Case 1. Jane Doe, M.D., Ph.D., is a world-renowned researcher in the area of disease X, a condition affecting hundreds of thousands people worldwide. There is a good diagnostic test for disease X, but there are no effective treatments. Doe's lab developed the diagnostic test, and her institution held a patent on key technology related to the test. Doe's institution, her laboratory, and Doe herself received annual royalty payments of $15,000 to $20,000 until 2 years ago, when the patent expired. Doe has consulted for four different pharmaceutical companies; over the past 3 years, each company has paid her over $10,000 per year to develop new therapeutic agents for the disease. Although there are promising leads, no drug has progressed beyond phase 1 safety testing in humans. The Journal is considering soliciting a review article on disease X. Since there are no available treatments, the review will focus largely on disease biology, with indications of where treatments could be used.

 

Is it appropriate to consider Dr. Doe as an author of this review article? Go to the poll at the top of this page to vote.

 

Case 2. John Smith, M.D., is a world-renowned clinical trialist in the area of disease Y, a common condition that affects about 1 of every 3000 people worldwide. Smith was instrumental in the clinical trials of three drugs that can be used to treat disease Y; all three are still patented, and there are no generic drug equivalents. The three treatments are all relatively safe, with good efficacy, low adverse event rates, and acceptable side-effect profiles. All three are also moderately expensive, with monthly retail costs of about $300, but most pharmacy benefit plans cover at least one of the three drugs, with a monthly copayment on the order of $50.

 

Smith continues to conduct research to define who would be most likely to benefit from treatment with these agents. His university receives about $500,000 a year from each of the companies to support his research, but according to university rules, none of that money can be used to support Smith's salary or otherwise benefit him personally.
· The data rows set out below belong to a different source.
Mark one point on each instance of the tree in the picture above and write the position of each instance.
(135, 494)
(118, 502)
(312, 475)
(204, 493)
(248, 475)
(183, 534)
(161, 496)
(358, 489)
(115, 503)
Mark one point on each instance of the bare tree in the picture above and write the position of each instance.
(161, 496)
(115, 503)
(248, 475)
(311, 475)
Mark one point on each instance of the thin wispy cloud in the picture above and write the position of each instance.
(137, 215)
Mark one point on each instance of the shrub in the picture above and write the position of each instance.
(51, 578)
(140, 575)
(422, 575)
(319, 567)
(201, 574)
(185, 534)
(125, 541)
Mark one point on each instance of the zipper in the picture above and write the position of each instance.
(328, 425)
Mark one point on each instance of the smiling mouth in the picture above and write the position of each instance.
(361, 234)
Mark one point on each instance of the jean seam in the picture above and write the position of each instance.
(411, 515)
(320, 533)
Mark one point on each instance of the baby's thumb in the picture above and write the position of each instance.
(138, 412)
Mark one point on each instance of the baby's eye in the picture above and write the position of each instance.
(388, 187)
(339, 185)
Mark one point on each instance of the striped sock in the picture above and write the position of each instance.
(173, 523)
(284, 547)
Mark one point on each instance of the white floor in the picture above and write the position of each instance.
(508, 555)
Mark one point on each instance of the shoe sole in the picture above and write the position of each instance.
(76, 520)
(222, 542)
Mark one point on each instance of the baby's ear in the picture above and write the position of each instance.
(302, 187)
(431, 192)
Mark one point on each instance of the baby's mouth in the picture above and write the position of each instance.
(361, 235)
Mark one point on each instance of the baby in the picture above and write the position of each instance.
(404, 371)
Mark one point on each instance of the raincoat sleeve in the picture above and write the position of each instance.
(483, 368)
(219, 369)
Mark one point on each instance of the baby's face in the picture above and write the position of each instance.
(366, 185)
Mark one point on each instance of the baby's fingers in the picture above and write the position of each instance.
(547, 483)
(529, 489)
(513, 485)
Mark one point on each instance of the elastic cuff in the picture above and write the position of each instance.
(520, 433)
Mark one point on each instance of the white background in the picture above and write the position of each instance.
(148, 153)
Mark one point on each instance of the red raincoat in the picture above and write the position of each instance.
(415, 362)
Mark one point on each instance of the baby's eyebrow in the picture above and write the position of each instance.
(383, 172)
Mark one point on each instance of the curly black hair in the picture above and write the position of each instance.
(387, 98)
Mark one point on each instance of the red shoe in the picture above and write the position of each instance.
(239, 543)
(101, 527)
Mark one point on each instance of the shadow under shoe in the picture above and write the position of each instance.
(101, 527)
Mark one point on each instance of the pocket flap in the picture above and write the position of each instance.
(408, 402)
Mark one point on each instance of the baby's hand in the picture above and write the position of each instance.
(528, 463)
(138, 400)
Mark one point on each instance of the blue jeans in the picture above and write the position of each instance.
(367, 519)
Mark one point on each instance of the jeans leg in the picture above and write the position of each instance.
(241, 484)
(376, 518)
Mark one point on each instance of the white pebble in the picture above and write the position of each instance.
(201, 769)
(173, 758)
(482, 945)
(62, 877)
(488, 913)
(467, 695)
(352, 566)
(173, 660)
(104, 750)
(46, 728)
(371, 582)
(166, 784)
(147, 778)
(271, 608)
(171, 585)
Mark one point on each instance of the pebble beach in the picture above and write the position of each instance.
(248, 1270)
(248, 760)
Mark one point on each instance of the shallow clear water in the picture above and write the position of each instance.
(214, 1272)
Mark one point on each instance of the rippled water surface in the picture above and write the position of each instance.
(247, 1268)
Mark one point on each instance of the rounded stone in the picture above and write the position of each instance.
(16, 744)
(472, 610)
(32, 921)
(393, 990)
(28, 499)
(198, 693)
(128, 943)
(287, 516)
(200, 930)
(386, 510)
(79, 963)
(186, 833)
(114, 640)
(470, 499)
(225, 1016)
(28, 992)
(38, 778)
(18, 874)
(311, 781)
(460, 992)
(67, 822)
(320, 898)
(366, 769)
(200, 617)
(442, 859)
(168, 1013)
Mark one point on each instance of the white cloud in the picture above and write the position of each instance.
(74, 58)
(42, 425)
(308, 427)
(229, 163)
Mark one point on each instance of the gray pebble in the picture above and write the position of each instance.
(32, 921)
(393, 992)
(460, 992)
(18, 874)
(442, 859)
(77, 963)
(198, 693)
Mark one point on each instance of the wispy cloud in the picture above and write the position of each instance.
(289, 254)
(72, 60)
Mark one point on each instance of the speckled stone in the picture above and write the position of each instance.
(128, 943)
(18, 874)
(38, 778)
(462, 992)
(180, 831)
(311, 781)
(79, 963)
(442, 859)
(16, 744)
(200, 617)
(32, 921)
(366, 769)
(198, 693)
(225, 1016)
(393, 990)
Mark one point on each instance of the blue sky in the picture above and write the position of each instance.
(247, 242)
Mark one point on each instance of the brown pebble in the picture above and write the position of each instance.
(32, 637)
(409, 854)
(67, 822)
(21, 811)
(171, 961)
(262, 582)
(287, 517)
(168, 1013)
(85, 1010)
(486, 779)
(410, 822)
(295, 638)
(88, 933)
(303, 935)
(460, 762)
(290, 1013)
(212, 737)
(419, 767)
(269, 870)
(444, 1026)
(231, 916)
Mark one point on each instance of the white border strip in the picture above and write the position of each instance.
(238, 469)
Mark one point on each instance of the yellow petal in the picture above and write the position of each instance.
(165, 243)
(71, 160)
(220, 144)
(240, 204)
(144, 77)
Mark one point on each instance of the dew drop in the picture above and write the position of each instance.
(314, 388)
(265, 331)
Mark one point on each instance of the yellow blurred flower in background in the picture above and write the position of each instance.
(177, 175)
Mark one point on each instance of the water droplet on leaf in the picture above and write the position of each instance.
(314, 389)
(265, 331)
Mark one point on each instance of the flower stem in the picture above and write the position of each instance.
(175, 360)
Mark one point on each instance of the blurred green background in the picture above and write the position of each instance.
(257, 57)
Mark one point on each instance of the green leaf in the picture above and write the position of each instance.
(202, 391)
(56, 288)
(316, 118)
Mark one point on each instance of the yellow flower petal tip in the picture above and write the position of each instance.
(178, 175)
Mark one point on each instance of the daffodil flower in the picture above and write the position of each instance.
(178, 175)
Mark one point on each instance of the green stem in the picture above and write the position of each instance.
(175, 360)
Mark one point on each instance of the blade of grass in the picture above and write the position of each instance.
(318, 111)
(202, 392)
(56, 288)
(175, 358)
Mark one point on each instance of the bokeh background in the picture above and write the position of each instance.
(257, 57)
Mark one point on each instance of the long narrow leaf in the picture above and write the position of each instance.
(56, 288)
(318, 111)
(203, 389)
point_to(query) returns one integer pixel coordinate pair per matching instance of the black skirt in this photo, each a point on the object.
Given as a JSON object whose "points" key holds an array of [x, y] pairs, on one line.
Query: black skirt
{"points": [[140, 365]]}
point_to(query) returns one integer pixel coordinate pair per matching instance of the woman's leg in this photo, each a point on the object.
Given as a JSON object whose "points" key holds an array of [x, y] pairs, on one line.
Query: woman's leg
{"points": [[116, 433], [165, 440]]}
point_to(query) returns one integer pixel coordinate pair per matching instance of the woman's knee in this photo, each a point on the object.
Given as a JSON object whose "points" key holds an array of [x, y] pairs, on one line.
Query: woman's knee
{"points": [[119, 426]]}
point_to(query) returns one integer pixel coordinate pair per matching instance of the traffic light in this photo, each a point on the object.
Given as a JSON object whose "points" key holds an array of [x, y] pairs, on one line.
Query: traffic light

The Journal is considering soliciting a review article on disease Y. It would be a clinical review, with the author asked to indicate how he or she would treat people with the condition.

 

Is it appropriate to consider Dr. Smith as an author of this review article? Go to the poll at the top of this page to vote.

 

Case 3. Sam Green, M.D., is a well-established physician in his community and beyond, by virtue of his activities with a number of patient-advocacy groups. Although Green is a general internist, he is viewed as the local expert in disease Z, which has a point prevalence of about 2%. Through a commercial database, Alpha, Inc., learned that Green is the largest prescriber of the company's drug Q in the region. Drug Q is a new treatment for disease Z that is currently available only as a branded drug. A new research study, in which Green enrolled three patients from his practice, shows that drug Q is more effective than the current generic treatment for the disease, with a similar side-effect profile. The margin of enhanced efficacy is such that one would need to treat 15 patients with drug Q to show an advantage over treatment with the generic drug. The cost of drug Q is $100 per month, as compared with $10 per month for the generic.

 

As Journal editor, you receive an inquiry from Green about your interest in a review article on disease Z. He offers to cover its epidemiology, pathobiology, clinical recognition, monitoring, and treatment in 2000 words, with two tables and two figures. In reviewing the form that lists his financial associations, you note that he has received over $10,000 per year for the past 3 years from Alpha, Inc., for talks about drug Q given at various venues.

 

Is it appropriate to consider Dr. Green as an author of this review article? Go to the poll at the top of this page to vote.